Nous sommes donc, frères humains, comme le dit Protagoras, la mesure de toutes les choses que nous ressentons ! Ce que nous exprimons par contre ne nous appartient plus ! Il est à qui le reçoit, le vit, se l'approprie et le transforme ! Il lui donne la couleur de ses sentiments. La permanence est ainsi dans l'impermanence comme l'instant dans le Temps !

Mais dans la vie, tout n'est pas passage incessant et aléatoire du réel au virtuel ! Quand nous ressentons le phénomène de la douleur, il s'agit bien des phénomènes physiques ou psychiques d'une pénible réalité en nous ! La cause en est à rechercher. Hormis, les grands hypocondriaques, malades imaginaires ou les grands mystiques dont la spiritualité permet de vivre les symptômes ou stigmates de la passion du Christ, nos maux ont apparemment une réalité existentielle ! La douleur serait-elle virtuelle ?...

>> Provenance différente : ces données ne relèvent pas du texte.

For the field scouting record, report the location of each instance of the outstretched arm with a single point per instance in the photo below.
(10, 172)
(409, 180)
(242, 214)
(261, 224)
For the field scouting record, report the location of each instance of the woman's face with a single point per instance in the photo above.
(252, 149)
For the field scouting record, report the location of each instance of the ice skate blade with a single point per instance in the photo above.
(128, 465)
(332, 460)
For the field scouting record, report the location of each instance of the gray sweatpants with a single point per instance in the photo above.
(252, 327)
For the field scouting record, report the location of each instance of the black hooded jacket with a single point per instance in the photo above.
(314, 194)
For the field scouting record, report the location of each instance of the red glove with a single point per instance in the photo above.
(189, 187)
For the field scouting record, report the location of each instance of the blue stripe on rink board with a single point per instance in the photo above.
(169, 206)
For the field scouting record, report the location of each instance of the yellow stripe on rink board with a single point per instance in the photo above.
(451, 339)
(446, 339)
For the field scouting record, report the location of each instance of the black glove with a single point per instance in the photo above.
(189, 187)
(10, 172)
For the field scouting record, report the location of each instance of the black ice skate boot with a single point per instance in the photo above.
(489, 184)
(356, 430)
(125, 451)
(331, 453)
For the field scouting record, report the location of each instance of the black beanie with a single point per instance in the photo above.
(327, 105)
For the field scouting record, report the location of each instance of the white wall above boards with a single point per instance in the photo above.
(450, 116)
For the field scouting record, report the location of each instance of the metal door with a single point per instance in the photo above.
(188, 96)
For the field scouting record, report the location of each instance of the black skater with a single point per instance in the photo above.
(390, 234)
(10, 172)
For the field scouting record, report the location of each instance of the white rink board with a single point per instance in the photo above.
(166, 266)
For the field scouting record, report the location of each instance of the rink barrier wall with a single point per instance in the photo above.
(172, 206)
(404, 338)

Mis à part, l’instantané photographique d'une caméra au champ fixe, plantée et fixée afin d'éviter la subjectivité du cadrage comme le choix de l'angle et de la lumière, rien n'est vraiment objectif ! Le peintre qui s'adonne au réalisme et qui croit reproduire exactement le réel, ne fait qu'imiter la nature ! L'art abstrait et figuratif s'abolit de cette contrainte ! Le virtuel naît ainsi du réel et de l'imaginaire !

Commenter cet article

P
Se vanter d'avoir des amis sur un réseau comme Facebook.
Que signifie le mot "ami" dans ce cas?
Des relations virtuelles qui ne sont et ne deviendront jamais réelles pour la plupart?
Je ne suis pas contre, mais je trouve que le mot "ami" qui fait partie de ma langue maternelle, qui désigne une personne bien réelle, quelqu'un de proche (pas forcément géographiquement) ne convient pas à ce genre de "correspondance".
Cela bien sûr n'est que ma propre pensée.

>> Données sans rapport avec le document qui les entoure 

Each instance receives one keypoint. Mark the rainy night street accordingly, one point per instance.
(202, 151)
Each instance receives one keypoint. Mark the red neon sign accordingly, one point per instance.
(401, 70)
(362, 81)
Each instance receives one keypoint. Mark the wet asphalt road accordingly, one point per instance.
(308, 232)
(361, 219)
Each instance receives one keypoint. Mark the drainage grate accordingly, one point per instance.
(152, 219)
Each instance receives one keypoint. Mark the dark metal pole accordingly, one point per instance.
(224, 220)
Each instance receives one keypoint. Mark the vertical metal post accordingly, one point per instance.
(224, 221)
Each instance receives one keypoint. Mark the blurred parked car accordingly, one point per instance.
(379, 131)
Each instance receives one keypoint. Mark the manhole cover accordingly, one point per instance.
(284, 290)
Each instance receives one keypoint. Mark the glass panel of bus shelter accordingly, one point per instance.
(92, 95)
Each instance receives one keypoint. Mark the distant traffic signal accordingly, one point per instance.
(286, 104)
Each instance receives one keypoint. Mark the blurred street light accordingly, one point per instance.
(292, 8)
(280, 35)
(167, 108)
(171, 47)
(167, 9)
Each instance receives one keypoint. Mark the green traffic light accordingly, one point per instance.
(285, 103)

Quant au peintre qui croit reproduire le réel, il suffirait de demander simplement à 2 artistes, au même moment, devant le même paysage, de peindre exactement ce qu'ils voient pour se rendre compte que chacun met, qu'il le veuille ou non. son propre ressenti dans la peinture.
Répondre
J
L'amitié, un grand débat! L'enjeu des réseaux sociaux! Une notion galvaudée!
J'en parle dans un prochain texte!
La différence entre les peintres, sur leur perception, leur technique et leur sensibilité, voilà en partie ce qui constitue l'art!